Just while Italy’s Interior Minister Marco Minniti was announcing the eradication of all remaining informal labour settlements today, the study bureau Eurispes finished its fifth Report #Agromafie2017, on the linkages between organised crime and the agri-food system in the country. Their conclusions, which they presented together with the agricultural employers union Coldiretti in Rome today: agro-mafias continue to grow, with an increased turnover of 30% last year alone, reaching about 22 billion euros.
The criminalised food chain includes Chinese mafia involvement in rice imports -which reached unseen levels in 2016- to local Italian organised crime groups such as the Piromalli clan, who control the Calabrian meat market, to the olive oil sales of the Sicilian mafia boss Matteo Messina Denaro, and the typical buffalo mozzarella owned by the Napels-based Casalesi clan.

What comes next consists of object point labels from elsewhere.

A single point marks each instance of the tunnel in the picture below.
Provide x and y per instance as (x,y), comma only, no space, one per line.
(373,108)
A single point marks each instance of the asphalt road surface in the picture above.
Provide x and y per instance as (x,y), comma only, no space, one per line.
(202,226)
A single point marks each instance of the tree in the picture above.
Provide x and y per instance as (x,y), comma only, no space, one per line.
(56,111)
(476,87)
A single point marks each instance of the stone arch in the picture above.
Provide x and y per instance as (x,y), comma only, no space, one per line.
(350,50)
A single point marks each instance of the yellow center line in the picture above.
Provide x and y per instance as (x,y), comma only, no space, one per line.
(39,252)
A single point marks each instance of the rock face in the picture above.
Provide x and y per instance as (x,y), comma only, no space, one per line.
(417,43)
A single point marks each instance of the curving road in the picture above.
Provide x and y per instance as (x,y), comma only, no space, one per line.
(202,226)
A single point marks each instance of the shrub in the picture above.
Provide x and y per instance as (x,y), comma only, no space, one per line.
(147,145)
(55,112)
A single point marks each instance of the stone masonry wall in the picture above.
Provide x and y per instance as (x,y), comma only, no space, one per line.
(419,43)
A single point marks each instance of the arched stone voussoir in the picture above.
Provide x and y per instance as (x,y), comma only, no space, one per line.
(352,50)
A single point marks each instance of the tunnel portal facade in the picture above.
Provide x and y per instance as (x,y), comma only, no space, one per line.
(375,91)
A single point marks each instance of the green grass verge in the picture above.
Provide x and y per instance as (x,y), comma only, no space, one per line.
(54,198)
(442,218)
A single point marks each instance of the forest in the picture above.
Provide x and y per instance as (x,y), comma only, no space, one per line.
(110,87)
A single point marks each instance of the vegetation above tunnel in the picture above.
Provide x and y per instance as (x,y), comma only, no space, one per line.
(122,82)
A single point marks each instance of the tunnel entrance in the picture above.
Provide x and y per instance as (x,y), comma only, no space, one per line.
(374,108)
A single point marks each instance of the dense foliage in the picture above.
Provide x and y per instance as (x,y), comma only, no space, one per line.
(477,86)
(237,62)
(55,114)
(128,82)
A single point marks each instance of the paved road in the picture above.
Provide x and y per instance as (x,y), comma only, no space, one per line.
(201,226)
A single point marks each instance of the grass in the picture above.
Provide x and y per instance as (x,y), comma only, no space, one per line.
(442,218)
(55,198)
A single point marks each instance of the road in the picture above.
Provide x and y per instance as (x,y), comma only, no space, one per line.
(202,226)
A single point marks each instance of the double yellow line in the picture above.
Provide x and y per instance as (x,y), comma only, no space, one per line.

But as previous Agromafie reports indicated, food mafias by far outreach traditional organized crime sectors. They rather serve to oil the links between a thriving agricultural production, and global consumers. Just recently, the British newspaper The Observer told the story of Nicoleta Bolos, a Romanian farm workster who, in the countryside of Ragusa, was forced to have sexual relations with the owner of the greenhouse where she worked for a pittance. Raped, beaten and exploited. That this is not an isolated case confirms Bruno Giordano, magistrate at the Supreme Court of nearby Vittoria on the pages of Left magazine. Police say they believe that up to 7,500 women, the majority of whom Romanian, are living in slavery on farms across the region.
A group of writers and activists (Leonardo Palmisano, Marco Omizzolo, Giulio Cavalli and Stefano Catone) now has launched the idea of a national march against the caporalato mafia in mid-April (the exact date is to be decided) in the Capitanata -where two Malian farm workers recently died when their shacks burnt in what appears to be a lit fire. The initiators ask for a revision of legislation that was recently passed on illegal hiring, but which does not protect the workers enough in their view. The text reads (in Italian):
“The caporale is the last link in a chain that joins different interests in the name of cost reduction: from major retailers who set the price, through brokers and manufacturers seeking to maximize their profit. In the mix often enters the mafia also, who control much of the supply chain, from farmers markets, major hubs, the sorting and transportation of fruit and vegetables grown in Italy or imported from abroad. Sometimes with the complicity of local politics. Hence the urgency of an initiative that turning on the spotlight highlighting strongly some issues to be addressed urgently, and the idea of a National March.”